Thompson, chairman of a congressional task force on gun violence, notes that there were 600,000 guns sold in California alone in 2011, in a state that has among the strongest gun control laws in the nation. He uses that figure to underscore his assertion that the government is not coming to confiscate weapons from law-abiding citizens.

Nevertheless, the renewed effort for gun legislation - in the wake of the monstrous mass slaying of children in Newtown, Conn., 2? months ago - is and should be focused on keeping weapons out of the hands of those most at risk.

"If we can stop someone from getting a gun who shouldn't have a gun, that's real progress," Thompson said.
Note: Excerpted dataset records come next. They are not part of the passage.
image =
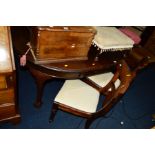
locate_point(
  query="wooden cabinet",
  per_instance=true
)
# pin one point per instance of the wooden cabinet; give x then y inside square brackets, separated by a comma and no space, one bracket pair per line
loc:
[8,99]
[148,39]
[60,43]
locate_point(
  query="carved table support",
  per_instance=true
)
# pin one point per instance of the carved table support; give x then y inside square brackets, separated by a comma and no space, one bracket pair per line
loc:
[40,79]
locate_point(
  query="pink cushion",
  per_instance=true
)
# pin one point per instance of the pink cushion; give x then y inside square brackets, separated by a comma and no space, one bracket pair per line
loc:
[131,35]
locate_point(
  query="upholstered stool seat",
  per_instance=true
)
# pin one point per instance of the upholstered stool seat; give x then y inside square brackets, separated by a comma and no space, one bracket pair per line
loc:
[111,39]
[78,95]
[81,97]
[103,79]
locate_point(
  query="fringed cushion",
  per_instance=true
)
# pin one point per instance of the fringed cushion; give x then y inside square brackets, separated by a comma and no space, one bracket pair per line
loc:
[111,39]
[131,34]
[103,79]
[79,95]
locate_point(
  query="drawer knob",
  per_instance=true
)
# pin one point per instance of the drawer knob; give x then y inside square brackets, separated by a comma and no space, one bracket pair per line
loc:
[65,28]
[73,45]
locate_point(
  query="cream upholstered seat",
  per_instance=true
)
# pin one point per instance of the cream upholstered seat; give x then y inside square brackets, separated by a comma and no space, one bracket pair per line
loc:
[110,38]
[103,79]
[81,98]
[78,95]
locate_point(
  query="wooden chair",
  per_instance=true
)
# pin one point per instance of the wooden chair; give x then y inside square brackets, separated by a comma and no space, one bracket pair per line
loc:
[81,99]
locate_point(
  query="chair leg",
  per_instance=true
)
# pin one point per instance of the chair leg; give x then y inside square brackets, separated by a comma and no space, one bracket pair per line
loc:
[88,123]
[53,112]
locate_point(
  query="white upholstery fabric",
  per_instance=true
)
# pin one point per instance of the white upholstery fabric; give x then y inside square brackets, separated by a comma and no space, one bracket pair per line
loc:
[79,95]
[111,38]
[103,79]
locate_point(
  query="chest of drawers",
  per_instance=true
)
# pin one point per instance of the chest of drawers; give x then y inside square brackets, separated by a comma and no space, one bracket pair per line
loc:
[60,43]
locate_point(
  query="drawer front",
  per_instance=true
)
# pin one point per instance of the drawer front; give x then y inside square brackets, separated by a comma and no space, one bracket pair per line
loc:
[47,38]
[7,110]
[6,96]
[3,84]
[63,51]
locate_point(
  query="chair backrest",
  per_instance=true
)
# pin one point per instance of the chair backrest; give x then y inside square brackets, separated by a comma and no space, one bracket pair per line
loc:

Toward that end, Thompson and his committee are recommending a number of legislative changes including measures that would strengthen rules on background checks, would require that the national background check database be kept up to date and would crack down on illegal straw-purchases. These concern guns sales made by people with no criminal history who then hand over the guns to someone who is prohibited from buying weapons.

In addition, last week, Thompson and Rep. Jackie Speier, D-San Mateo, introduced legislation that seeks to remove guns from convicted criminals and those considered to be dangerously mentally ill. The bill calls for a grant program to help states launch systems such as one that has existed in California since 2001 and has successfully seized 10,000 guns from individuals who are prohibited from having them.

The program is meant for those cases where an individual legally bought a gun but was later determined, by the result of a criminal conviction or being deemed to be mentally ill to the point of posing a safety risk, to be prohibited by law from possessing firearms.

"This bill does nothing to limit a law-abiding citizen's Second Amendment rights," said Thompson in a statement in introducing the bill, HR 848. "It simply gives states an incentive to develop successful programs that will keep guns out of the hands of people we all agree shouldn't have them."

The wait for a legislative response to the massacre at Newtown has now entered its third month. In addition to being the right person, Thompson is taking the right approach, in focusing on keeping guns out of unstable hands. One hopes this is an approach that even the National Rifle Association can get behind.